Is the email verification necessary when using oauth2 provider?

[PredragPeranovic]

Hi,

What is bugging me is that after authenticating using Google as an OAuth2 provider I need to verify my email.

So it looks like this:

1. Open the browser in incognito mode;
2. Hit Login in my app;
3. Click Signup using Google on the Fief login page;
4. Enter Google username and password on Google login page;
5. Confirm Google Two-factor auth on the phone;
6. Confirm my email address for Fief to send me verification code
7. Open the mail client to read Fief verification code
8. Enter the verification code on the web page;
9. Finally I got logged in.

I think that if I add an OAuth2 provider I can trust data from it, so steps 6,7, and 8 are not needed.
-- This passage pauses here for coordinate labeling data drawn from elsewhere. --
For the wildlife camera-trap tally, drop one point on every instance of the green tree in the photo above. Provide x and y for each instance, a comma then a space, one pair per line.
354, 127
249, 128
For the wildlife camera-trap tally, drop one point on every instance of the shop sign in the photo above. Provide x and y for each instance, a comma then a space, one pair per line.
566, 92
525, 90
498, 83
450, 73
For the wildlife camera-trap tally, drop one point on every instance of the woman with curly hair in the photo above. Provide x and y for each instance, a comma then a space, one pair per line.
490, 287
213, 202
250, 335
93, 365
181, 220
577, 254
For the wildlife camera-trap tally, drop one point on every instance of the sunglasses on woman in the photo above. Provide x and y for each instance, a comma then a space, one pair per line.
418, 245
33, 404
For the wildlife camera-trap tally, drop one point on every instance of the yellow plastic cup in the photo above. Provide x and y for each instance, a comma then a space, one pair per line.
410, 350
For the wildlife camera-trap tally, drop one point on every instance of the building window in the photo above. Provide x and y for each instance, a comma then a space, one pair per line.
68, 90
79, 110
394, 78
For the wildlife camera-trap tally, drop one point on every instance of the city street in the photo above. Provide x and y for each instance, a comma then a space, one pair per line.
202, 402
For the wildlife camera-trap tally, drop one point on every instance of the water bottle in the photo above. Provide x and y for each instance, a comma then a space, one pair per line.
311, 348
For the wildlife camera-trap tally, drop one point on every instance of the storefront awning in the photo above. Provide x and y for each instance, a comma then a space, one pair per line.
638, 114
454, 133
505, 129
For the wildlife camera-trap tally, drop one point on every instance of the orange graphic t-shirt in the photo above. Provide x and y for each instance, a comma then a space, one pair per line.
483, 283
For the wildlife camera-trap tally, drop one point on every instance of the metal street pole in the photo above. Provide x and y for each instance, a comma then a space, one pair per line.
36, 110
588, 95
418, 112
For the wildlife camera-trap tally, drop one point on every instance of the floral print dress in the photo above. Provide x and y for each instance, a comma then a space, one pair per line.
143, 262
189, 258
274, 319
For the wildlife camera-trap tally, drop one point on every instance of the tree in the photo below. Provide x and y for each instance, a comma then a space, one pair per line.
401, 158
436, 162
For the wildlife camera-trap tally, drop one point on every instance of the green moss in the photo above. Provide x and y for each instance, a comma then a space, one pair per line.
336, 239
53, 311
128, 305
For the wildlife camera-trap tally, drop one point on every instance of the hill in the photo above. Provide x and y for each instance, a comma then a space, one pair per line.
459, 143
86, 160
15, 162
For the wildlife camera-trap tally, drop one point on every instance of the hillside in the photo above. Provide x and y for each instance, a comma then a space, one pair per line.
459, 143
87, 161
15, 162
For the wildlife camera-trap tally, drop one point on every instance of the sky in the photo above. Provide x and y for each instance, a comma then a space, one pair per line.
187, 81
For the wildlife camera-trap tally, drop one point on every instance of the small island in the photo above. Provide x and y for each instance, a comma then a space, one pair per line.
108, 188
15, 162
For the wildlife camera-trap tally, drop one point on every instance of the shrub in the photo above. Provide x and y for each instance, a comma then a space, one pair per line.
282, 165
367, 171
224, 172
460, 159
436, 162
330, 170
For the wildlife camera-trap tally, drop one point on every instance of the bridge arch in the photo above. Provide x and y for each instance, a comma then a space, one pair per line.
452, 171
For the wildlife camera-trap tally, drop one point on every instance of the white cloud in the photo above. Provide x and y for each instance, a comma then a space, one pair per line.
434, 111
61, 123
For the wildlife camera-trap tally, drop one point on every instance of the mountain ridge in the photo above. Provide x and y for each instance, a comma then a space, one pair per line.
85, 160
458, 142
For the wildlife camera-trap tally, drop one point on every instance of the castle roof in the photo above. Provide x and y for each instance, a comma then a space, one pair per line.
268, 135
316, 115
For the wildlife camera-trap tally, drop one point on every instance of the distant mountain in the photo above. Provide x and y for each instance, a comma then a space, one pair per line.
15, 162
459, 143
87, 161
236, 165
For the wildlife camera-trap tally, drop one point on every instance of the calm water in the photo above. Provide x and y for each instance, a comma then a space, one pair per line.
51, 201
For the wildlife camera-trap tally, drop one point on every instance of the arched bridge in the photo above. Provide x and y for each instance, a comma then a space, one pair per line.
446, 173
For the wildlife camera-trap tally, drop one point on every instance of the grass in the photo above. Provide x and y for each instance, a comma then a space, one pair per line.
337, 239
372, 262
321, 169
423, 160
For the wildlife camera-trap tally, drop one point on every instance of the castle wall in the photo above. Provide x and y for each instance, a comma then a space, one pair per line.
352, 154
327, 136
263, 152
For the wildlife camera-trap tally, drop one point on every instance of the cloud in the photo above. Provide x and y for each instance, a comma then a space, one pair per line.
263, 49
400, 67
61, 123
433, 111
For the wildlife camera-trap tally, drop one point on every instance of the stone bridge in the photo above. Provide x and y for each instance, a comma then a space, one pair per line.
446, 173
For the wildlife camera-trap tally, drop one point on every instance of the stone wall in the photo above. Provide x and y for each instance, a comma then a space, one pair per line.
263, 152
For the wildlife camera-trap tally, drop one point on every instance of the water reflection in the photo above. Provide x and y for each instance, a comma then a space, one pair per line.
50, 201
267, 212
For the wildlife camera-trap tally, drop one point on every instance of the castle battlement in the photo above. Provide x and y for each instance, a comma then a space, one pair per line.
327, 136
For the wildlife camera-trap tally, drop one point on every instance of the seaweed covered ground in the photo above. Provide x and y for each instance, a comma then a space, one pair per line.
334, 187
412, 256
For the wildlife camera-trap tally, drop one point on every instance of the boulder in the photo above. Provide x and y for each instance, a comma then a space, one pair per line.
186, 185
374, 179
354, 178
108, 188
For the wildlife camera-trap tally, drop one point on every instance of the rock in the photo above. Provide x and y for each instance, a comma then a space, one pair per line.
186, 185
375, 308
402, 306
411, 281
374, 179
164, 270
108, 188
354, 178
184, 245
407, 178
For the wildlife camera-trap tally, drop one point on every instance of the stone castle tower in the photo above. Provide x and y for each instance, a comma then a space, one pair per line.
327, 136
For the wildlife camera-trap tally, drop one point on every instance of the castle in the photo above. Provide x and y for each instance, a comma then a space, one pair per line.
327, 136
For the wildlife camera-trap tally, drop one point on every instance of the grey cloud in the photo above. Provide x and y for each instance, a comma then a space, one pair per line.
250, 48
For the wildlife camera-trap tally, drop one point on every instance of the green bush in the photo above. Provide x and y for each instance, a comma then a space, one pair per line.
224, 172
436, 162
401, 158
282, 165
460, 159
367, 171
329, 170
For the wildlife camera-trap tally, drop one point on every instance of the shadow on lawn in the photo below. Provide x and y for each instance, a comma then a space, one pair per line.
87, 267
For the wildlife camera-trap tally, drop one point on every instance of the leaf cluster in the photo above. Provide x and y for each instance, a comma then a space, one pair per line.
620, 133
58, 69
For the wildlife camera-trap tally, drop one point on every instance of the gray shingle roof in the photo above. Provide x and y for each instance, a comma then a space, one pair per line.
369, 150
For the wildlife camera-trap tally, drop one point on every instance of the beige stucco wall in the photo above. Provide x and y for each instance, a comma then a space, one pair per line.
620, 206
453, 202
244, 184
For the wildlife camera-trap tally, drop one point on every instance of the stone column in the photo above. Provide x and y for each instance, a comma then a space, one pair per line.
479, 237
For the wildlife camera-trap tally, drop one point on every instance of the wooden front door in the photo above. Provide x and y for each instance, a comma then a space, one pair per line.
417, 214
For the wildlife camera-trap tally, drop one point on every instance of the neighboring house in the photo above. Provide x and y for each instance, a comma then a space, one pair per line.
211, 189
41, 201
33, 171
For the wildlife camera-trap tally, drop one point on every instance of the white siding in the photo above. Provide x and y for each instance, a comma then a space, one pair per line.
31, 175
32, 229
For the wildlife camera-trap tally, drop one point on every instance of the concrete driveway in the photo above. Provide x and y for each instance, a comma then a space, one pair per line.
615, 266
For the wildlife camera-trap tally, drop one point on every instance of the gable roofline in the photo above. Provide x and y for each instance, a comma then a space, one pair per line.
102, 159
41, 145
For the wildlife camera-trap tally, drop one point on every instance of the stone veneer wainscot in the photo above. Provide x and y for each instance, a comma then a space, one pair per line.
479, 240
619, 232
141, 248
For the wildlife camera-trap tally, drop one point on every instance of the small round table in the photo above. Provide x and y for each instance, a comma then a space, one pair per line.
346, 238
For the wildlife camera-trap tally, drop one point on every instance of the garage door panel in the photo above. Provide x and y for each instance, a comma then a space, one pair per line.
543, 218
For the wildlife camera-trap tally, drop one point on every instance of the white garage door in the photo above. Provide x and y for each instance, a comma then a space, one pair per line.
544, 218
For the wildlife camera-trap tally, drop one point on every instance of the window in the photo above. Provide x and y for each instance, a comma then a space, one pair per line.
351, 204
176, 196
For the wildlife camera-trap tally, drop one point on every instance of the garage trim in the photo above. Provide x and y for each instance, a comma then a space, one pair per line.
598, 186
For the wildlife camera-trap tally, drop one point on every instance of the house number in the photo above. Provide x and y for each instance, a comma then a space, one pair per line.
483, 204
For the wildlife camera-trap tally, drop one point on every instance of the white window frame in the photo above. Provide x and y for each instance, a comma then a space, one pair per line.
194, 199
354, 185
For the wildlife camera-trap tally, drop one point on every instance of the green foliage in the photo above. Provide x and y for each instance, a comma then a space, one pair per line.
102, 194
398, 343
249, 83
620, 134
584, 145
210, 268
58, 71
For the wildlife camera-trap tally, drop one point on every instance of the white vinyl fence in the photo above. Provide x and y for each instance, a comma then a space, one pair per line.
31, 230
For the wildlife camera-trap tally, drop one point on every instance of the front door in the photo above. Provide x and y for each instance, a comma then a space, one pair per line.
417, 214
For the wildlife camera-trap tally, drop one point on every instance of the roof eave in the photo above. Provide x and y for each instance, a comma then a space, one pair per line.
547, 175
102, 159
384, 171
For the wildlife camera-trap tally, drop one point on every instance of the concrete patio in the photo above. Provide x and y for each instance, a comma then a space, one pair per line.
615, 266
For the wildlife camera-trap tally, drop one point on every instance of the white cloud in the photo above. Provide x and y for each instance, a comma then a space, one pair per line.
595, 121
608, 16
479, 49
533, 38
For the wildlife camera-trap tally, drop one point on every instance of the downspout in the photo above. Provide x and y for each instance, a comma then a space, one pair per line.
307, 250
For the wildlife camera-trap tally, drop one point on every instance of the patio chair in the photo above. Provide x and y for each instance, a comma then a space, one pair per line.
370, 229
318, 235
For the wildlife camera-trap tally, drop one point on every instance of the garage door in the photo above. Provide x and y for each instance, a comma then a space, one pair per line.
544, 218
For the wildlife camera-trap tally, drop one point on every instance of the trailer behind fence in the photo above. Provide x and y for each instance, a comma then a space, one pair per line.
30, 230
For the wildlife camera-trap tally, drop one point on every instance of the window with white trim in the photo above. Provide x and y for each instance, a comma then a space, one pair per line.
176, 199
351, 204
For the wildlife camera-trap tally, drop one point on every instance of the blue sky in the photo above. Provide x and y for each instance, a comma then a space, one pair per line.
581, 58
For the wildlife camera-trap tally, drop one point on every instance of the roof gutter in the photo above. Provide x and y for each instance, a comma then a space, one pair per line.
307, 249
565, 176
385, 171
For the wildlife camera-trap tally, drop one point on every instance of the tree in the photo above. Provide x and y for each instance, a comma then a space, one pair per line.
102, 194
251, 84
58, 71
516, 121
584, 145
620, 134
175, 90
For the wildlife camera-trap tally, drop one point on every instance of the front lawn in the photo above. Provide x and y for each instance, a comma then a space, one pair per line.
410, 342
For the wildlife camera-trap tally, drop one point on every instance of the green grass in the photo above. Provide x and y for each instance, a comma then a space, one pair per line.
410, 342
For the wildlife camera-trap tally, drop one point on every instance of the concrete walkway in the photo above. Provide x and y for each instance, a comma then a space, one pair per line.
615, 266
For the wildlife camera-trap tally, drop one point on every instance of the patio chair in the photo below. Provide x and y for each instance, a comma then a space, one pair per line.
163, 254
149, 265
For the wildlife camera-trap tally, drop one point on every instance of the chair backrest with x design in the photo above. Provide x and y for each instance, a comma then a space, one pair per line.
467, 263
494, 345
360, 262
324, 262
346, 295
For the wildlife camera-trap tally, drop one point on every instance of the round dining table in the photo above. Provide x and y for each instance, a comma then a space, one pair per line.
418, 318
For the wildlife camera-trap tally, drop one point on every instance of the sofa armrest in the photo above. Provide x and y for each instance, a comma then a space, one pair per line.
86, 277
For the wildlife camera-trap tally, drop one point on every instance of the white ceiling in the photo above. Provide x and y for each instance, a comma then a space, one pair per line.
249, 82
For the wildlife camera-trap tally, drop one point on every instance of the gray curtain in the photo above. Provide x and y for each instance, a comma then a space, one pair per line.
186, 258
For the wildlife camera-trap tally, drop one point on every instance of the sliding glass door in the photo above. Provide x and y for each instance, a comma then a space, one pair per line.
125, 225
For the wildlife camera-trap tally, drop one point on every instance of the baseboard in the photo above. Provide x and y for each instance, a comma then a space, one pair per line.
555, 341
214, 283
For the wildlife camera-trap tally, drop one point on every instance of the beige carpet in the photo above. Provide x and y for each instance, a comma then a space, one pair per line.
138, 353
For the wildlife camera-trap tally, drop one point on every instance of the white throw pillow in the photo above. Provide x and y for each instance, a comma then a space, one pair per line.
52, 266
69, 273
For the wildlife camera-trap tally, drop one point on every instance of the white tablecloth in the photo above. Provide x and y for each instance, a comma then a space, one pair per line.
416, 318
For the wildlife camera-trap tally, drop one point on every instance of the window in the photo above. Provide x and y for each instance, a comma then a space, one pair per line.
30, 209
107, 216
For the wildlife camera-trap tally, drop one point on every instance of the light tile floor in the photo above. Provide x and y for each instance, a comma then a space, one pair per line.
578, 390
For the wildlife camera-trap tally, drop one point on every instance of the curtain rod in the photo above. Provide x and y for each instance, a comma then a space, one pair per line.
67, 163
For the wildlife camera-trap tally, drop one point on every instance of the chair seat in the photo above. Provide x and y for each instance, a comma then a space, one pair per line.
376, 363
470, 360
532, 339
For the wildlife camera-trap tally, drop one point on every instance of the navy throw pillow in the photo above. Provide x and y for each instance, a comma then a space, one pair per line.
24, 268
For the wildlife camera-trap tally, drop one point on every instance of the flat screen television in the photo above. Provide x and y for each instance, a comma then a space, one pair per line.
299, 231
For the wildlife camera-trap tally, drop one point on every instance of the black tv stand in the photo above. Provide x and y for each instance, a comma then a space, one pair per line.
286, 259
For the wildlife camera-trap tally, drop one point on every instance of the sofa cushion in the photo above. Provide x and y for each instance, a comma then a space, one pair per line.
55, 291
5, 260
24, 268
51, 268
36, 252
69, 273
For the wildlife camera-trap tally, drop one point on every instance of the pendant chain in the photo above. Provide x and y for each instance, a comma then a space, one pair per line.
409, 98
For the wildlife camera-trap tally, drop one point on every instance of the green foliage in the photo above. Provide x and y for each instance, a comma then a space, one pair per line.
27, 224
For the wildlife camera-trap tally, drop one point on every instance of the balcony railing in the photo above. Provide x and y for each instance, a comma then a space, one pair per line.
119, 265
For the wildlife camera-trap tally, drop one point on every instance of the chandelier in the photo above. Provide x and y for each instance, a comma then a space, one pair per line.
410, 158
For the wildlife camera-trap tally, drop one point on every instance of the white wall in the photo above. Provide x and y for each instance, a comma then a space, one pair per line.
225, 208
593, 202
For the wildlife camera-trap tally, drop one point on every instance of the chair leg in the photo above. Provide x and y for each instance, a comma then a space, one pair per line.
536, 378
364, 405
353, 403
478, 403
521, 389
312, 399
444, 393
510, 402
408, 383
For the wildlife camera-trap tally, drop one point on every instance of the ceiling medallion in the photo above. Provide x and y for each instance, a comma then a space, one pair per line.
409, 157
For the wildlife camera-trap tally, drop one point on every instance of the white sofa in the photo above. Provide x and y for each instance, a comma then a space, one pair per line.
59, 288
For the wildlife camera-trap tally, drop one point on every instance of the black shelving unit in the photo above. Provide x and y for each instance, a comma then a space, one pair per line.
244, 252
It will be nice to have the option to disable them.

All best,
and great work so far.

[fief-bailiff[bot]]

Hail, @PredragPeranovic 👋 Welcome to Fief's kingdom!

Our team will get back to you very soon to help.

In the meantime, take a minute to star our repository ⭐️

Farewell!

[frankie567]

Actually, it depends 🙃

Some providers like Google indeed gives the information the email was verified or not. However, some others may not give this information (or don't verify emails at all).

For now, we don't have any specific logic given the provider, so the path is always the same no matter the provider. But this may something we improve in the future.

[PredragPeranovic]

Thanks for the feedback,

I didn't know about providers that don't validate email, because I have only used Google and internal Keycloak.